Table 12 demonstrates that tetrapeptides comprising amino acid residues selected from the group consisting of glycine, alanine, histidine, glutamic acid, lysine and β-alanine residues stimulate cell growth when added as a combination of two different peptides. The growth promoting activity of the oligopeptide pairs does not likewise extend, however, to the product, i.e. antibody yield. On the contrary, the product yield is lower than in case of application of the corresponding single tetrapeptides, as referred to in Table 7. All of the peptide pairs retain their ability of improving the culture viability on day 6.

Claims

1. A method of increasing the yield of a desired cell product in an animal or plant cell culture, as compared to a control culture, said method comprising: preparing a nutrient medium suitable for animal or plant cell culture that contains a bioactive oligipeptide selected from the group consisting of Gly-Lys-Gly, Gly-His-Gly, Gly-Arg-Gly and mixtures thereof; andculturing animal or plant cells in said nutrient medium.

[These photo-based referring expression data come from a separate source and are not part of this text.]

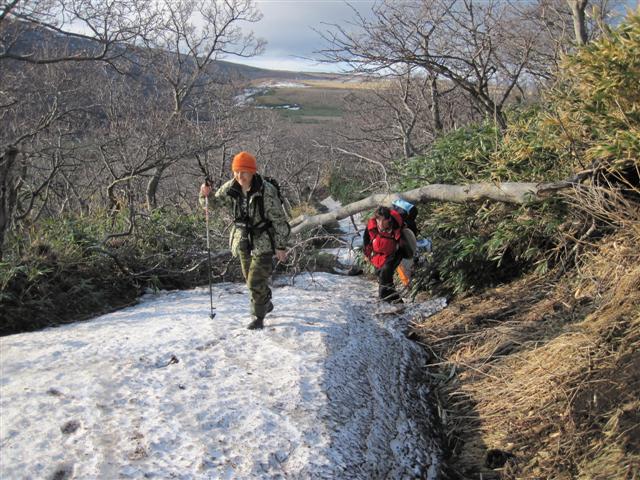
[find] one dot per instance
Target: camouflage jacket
(262, 241)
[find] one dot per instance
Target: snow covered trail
(159, 390)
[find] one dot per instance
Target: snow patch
(159, 390)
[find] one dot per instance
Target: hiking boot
(256, 324)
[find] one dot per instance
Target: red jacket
(379, 246)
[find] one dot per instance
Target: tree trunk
(579, 23)
(508, 192)
(152, 188)
(435, 106)
(8, 193)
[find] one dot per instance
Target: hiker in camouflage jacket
(260, 229)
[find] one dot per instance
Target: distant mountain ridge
(20, 38)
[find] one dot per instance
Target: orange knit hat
(244, 162)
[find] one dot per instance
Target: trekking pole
(206, 212)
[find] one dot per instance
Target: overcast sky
(287, 26)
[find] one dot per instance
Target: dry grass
(547, 374)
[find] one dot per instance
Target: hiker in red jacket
(384, 247)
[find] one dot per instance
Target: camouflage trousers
(257, 271)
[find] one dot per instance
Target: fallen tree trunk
(509, 192)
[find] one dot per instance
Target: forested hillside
(104, 148)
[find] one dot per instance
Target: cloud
(288, 26)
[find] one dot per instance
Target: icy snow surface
(159, 390)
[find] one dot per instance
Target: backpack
(266, 224)
(410, 242)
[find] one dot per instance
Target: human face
(383, 223)
(244, 179)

2. A method of increasing the yield of a desired cell product in an animal or plant cell culture, as compared to a control cell culture, said method comprising: preparing a nutrient medium suitable for animal or plant cell culture containing a bioactive oligoeptide selected from the group consisting of Ser-Ser-Ser, Ala-Ala-Ala, β-Ala-β-Ala -β-Ala, Thr-Thr-Thr, Gly-His-Gly, Gly-Lys-Gly, Gly-Arg-Gly, Ala-Ala-Ala-Ala (SEQ ID NO:2), β-Ala-β-Ala-β-Ala-βAla (SEQ ID NO:3), Gly-Gly-Glu-Ala (SEQ ID NO:15), Gly-Gly-Lys-Ala (SEQ ID NO: 16), Gly-β-Ala-Gly-Gly (SEQ ID NO: 17), Gly-Gly-Gly-Gly-Gly- (SEQ ID NO: 18), Ala-Ala-Ala-Ala-Ala (SEQ ID NO: 19), β-Ala-β-Ala-β-Ala-β-Ala-β-Ala (SEQ ID NO:20), Gly-Gly-Gly-Gly-Gly-Gly (SEQ ID NO:29), and mixtures thereof; andincubating animal or plant cells in said nutrient medium.

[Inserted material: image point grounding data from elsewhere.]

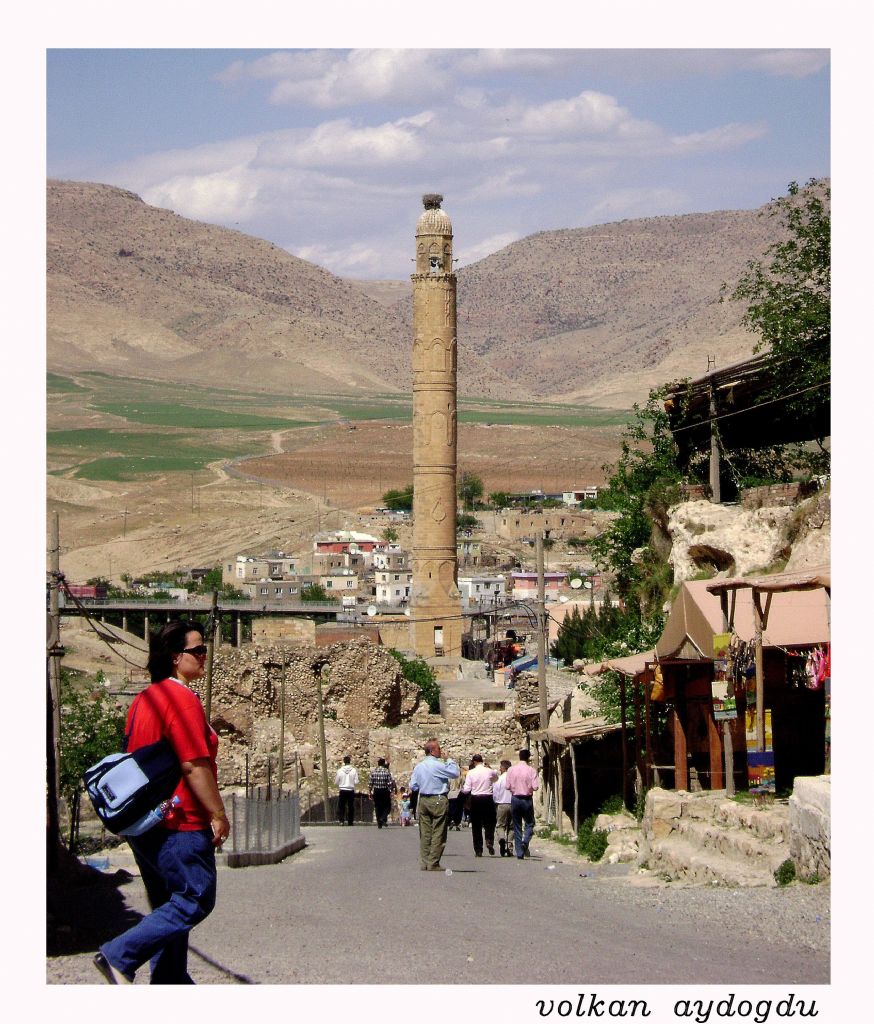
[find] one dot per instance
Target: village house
(392, 587)
(525, 585)
(482, 591)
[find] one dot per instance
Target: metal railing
(259, 825)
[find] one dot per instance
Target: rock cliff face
(729, 540)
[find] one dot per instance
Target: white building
(393, 587)
(482, 591)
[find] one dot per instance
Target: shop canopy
(798, 615)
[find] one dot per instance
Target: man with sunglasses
(176, 858)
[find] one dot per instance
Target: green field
(119, 455)
(169, 412)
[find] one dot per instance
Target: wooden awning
(572, 732)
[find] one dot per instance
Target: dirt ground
(317, 480)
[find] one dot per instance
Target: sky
(326, 152)
(295, 140)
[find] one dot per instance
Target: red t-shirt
(171, 711)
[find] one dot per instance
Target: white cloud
(486, 247)
(221, 197)
(623, 204)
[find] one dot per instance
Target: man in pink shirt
(522, 780)
(478, 784)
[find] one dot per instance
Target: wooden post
(575, 788)
(647, 732)
(715, 750)
(681, 772)
(730, 759)
(760, 624)
(622, 709)
(321, 743)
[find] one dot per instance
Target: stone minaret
(435, 602)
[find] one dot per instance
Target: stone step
(771, 824)
(733, 843)
(681, 859)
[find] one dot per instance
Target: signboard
(759, 764)
(722, 688)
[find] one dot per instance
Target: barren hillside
(595, 314)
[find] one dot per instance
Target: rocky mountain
(594, 314)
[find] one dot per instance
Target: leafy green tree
(470, 489)
(466, 521)
(788, 296)
(399, 500)
(91, 726)
(419, 672)
(644, 483)
(315, 592)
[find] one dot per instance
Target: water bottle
(164, 812)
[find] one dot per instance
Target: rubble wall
(810, 825)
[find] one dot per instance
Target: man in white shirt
(504, 824)
(478, 783)
(347, 779)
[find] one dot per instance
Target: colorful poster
(760, 776)
(751, 729)
(722, 688)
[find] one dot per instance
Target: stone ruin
(370, 711)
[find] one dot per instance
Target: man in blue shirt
(431, 780)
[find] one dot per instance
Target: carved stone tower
(435, 602)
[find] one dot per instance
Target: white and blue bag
(126, 790)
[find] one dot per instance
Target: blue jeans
(179, 873)
(522, 809)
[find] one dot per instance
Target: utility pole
(321, 743)
(54, 652)
(211, 638)
(282, 726)
(541, 635)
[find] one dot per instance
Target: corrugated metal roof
(797, 616)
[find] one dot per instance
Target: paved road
(353, 906)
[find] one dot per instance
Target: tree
(788, 296)
(644, 483)
(399, 500)
(91, 727)
(314, 592)
(470, 489)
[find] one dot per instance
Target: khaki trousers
(433, 816)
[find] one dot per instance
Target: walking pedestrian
(478, 784)
(522, 780)
(431, 779)
(382, 786)
(176, 858)
(347, 779)
(504, 816)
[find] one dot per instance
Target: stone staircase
(706, 839)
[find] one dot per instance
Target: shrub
(785, 872)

3. The method according to claim 1, wherein the bioactive oligopeptides are present in the nutrient medium at a concentration of 0.01 to 2.5 percent (w/v), corresponding to 0.1 to 25 g per liter nutrient medium.

4. The method according to claim 1, wherein the desired cell product is a pharmaceutically active substance.

5. The method according to claim 2, wherein the bioactive oligopeptide is present in the nutrient medium at a concentration of 0.01 to 2.5 percent (w/v), corresponding to 0.1 to 25 g per liter nutrient medium.

6. The method according to claim 4, wherein the desired cell product is a drug or an antibody.

7. The method according to claim 1, wherein said bioactive oligopeptide is Gly-Lys-Gly.

8. The method according to claim 1, wherein said nutrient medium is a basal nutrient medium.